Most often words of one syllable have Anglo-Saxon roots but occasionally one slips into English from the classics. One such is the word pants. Everyone knows the meaning of this word so why do I offer it to you here? It travelled a very interesting route to find its way to mean trousers or slacks.
William Safire cleverly explained this route in a New York Times article in the Sunday Magazine section. I regret I do not have the date it was published.
In his article he explains that a Christian doctor was condemned to death by the Romans in the 3rd century for aiding the poor. He was to be beheaded but survived the six attempts to take his life. Later the Church canonized him, giving him the name "Saint Pantaleone". Pan is Greek for "all" and leo is the Latin word for "lion". He was given this title to recognize his strength and courage. In time he became the patron saint of physicians. Looking for such courage and strength in their sons, numerous boys were christened with his name.

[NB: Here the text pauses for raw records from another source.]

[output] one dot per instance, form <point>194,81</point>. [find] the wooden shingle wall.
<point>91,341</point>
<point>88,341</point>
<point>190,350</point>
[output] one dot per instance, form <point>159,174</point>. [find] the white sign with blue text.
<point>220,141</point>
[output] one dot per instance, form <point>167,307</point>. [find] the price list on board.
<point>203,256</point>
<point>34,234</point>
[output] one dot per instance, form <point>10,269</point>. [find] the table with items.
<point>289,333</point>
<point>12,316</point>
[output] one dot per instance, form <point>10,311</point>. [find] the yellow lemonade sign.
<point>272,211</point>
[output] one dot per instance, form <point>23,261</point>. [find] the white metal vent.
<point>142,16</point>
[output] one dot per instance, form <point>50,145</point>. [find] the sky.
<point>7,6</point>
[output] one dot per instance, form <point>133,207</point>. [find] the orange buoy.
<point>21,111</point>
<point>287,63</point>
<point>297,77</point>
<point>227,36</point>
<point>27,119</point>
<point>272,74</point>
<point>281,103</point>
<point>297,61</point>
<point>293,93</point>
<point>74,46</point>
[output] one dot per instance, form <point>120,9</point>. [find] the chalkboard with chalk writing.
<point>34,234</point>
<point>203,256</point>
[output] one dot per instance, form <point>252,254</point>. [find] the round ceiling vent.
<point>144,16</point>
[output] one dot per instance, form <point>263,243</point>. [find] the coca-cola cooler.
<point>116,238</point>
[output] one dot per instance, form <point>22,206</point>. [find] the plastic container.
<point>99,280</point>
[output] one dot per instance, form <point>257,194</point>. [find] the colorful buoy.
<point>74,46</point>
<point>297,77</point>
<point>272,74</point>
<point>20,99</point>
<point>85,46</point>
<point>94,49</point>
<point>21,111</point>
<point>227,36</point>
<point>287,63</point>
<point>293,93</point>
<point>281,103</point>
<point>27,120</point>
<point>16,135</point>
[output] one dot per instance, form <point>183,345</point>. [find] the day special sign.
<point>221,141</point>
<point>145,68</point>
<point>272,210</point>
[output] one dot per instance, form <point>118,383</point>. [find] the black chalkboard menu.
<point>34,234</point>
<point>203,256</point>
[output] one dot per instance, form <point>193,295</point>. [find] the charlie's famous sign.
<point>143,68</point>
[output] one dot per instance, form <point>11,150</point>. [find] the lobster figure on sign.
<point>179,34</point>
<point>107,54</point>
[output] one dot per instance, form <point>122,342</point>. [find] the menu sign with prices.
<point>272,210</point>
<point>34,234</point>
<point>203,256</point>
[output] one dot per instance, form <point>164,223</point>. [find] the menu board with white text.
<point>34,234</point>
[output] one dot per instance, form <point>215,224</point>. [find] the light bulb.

Where did "pants" come into this picture? In ca. 800 CE, in comic drama according to Robert Hendrickson in his book Facts on File: An Encyclopedia of Word and Phrase Origins, the fool in a comic production was called Panteleon ("all lion"). In time this changed to Pantaloon. The actor was dressed in breeches that were tight below the knee but which bloused out in a full puffy fashion from the waist to the knee.
In the 18th century the costume became one worn by many men. The famous portrait by Hyacinthe Rigaud found in the Louvre shows Louis XIV in a regal pose, showing off his legs in a "Pantaloon" costume. The term was shortened to "pants" in the 1840s. The term pantaloons continued to be used when referring to the undergarment worn by women under hoop skirts in the same period.
Sometimes the Roman connected is far removed and indeed very odd. If you come across any similar tales, please share them.